卵のスキャンから
はじめは卵のモデリングから、スキャナーを使わずにスマートフォンのドキュメント撮影のアプリを使って、正面図を撮影。CADソフトで画像を読み込んで実寸に合わせてモデリングを始めます。
ファーストモデル
卵本体に地面に落ちた時の衝撃が伝わらない構造を考えた時に、ふと思いついたカタチをモデリングしてみる。このパッケージのデザインするにあたって、衝撃吸収を課題として取り組むことが決まった。
3D造形後に
3Dプリントしてみてみるとサポート材が思った以上に出力されて、取り除くことが不可に。もちろん当初予想していた緩衝材となる出っ張りがうまく機能しなかった。この時に一度に一体造形は使用しているプリンターでは難しいと判断した。次は柔軟な構造を考えるように考えていった。
(※ABSフィラメントを使用)
セカンドモデル、ゆりかご
どうすれば落下時の衝撃を卵本体に与えないようにできるかを考え始め、カゴのような構造を考えた。(※ABSフィラメントを使用)
カゴのカバーを出力
カゴ構造を守るためのカバーを出力した。フィラメントを節約するためにデザイン性を少し取り入れた。が、これが最悪の結果を招く。カバーの剛性が低すぎたのと、中のカゴ構造に落下の衝撃がダイレクトに伝わる結果となった。
カゴ構造の分析
卵を取り出してみて割れている箇所を調査した結果、全ての方向から力が加わっていることがわかった。卵もパッケージとともに落下することから、卵自身の固定方法を改める必要があると考えて、ラストモデルへと繋がる。
関係はないが
カゴ構造のカバーを2つ出力し、大破していない方はランプシェードに。
ラストモデル、カゴ構造にこだわる
これまでのモデルの失敗から、落下時に卵が下向きに加速して破損していること。周りのカバー自体も、落ちた衝撃で上向きに加速して力が加わっていたことが分かっていた。そこから、卵自身を自由に動けるような逆カゴ構造を考え始めた。
カゴ構造の円弧を逆転させる
円弧(アークバネ)を反対向きにするということは卵を締め付けるということである。しかしあえてそれをすることで、落下直後のパッケージ内の卵が減速しながら下に落ちていくという予想を立ててデザインした。
アークバネの本数
長めのアークバネが卵のガイドとして機能すればいいと考えて、当初は4本だけであった。しかし、実験を繰り返していくと短めのアークバネがあまりにも伸びが悪く、卵を締め付けていることがわかる。12本予定していた短いアークバネは2本まで減らし、長い方のを4本から8本に増やした。
落とし穴
卵がパッケージ内を減速しながら最下層に落ちていくのがこの「マッスグ」の特徴である。しかし、卵がこのリングを超えて地面に到達して割れることが連続した。最後の卵を受け止める砦こそ一番難しい問題が隠れていた。卵受けのバネが差込口から抜けて卵が飛び出ることが連続した。抜け防止用の爪を作るために3Dプリントの方法を考え直した。0.2mm積層なのはこれまで通りだが、それをソリッドで出力するのからサーフェース出力に変えた。すると、差込口からその先で抜け防止の爪ができる。この爪構造はアークバネの差込にも採用することになった。
パッケージング
内部に入れる機構を隠すという意味で、筒状のパッケージにした。何があるわけでもなく、ただの筒。
完成
緑色のリングのパーツにアークバネを差し込んで完成。色で別れているので、これまでのパッケージよりも扱いやすい。

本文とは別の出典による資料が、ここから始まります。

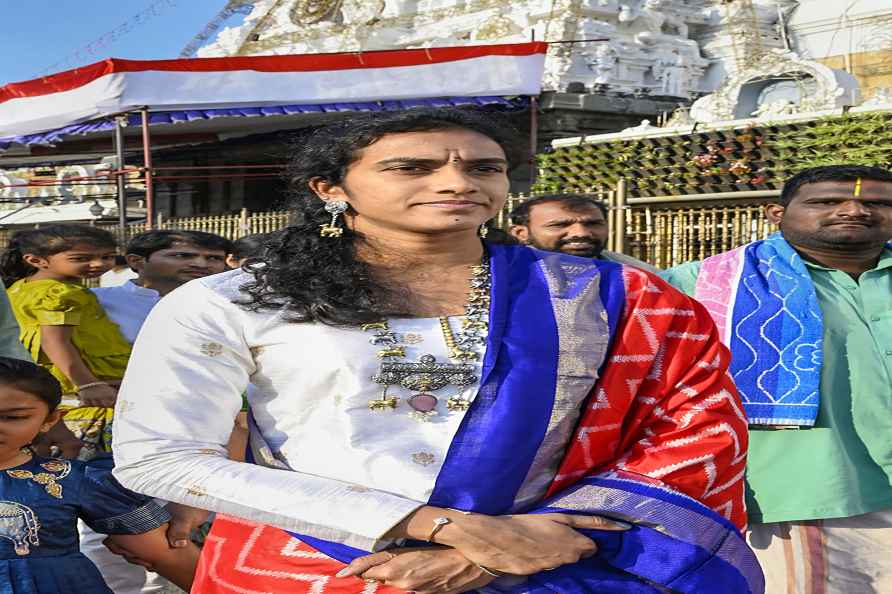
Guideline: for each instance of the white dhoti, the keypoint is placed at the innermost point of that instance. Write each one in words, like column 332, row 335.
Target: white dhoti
column 835, row 556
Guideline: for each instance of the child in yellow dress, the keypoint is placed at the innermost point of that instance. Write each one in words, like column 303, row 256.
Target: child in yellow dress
column 63, row 326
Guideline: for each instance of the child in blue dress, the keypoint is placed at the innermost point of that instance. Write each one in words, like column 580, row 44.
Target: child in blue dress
column 41, row 500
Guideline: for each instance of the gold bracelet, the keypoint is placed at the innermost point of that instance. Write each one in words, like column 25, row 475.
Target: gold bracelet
column 438, row 525
column 491, row 572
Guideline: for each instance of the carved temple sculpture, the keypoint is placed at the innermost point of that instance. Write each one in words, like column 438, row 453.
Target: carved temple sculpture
column 647, row 47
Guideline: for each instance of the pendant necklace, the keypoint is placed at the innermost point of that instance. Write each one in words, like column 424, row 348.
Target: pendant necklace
column 427, row 375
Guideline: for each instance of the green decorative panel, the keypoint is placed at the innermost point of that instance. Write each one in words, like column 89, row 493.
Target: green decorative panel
column 757, row 157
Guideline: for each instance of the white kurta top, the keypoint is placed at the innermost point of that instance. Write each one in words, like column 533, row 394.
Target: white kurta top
column 354, row 472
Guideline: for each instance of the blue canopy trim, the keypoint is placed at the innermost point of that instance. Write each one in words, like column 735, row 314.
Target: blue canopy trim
column 189, row 115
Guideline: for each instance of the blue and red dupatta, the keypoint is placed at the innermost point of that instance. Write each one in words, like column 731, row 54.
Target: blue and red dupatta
column 661, row 442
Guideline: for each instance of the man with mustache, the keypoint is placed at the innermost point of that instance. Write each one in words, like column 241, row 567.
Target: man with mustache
column 163, row 261
column 574, row 224
column 807, row 314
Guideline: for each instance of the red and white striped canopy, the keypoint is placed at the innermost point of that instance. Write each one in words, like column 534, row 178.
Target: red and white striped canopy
column 114, row 86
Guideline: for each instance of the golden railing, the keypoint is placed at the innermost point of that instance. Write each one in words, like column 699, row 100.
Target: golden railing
column 669, row 230
column 664, row 231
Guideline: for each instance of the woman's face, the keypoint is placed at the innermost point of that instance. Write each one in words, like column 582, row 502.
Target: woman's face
column 423, row 183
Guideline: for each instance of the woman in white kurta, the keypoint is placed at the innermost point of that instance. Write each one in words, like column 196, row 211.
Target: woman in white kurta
column 391, row 397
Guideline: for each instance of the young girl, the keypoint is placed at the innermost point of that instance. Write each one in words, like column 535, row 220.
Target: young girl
column 42, row 498
column 62, row 324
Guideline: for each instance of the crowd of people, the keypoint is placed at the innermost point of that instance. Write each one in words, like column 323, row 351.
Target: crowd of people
column 386, row 397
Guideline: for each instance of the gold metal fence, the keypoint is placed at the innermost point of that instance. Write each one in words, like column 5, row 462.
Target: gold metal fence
column 664, row 231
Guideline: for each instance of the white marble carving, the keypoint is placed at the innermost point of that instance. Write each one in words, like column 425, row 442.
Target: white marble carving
column 738, row 96
column 646, row 49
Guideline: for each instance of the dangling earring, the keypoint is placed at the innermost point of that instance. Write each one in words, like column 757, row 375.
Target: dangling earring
column 335, row 208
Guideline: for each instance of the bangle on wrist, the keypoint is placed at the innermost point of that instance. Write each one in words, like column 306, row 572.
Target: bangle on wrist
column 491, row 572
column 438, row 525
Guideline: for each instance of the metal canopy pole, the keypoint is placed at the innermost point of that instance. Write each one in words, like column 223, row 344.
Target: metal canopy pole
column 120, row 179
column 147, row 166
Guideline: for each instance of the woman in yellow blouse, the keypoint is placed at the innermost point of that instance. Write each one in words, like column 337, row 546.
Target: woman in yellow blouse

これまでの出力で使用した素材はABSフィラメントのみ。
外側の筒は0.3積層
それ以外は全て0.2積層ではあるが、バネ構造の部品のみサーフェース出力をしている。
落下テスト
エンジニアではない私が目標にしたのは1m。最終モデルでそれを達成できた。
それより高いところから落とすと斜めに傾いて落ちて、ガイドになってるアークバネから脱線するようなカタチでリングに衝突して割れた。次のステップはガイドになるバネ構造の改善と、外側の筒状のパッケージのデザインである。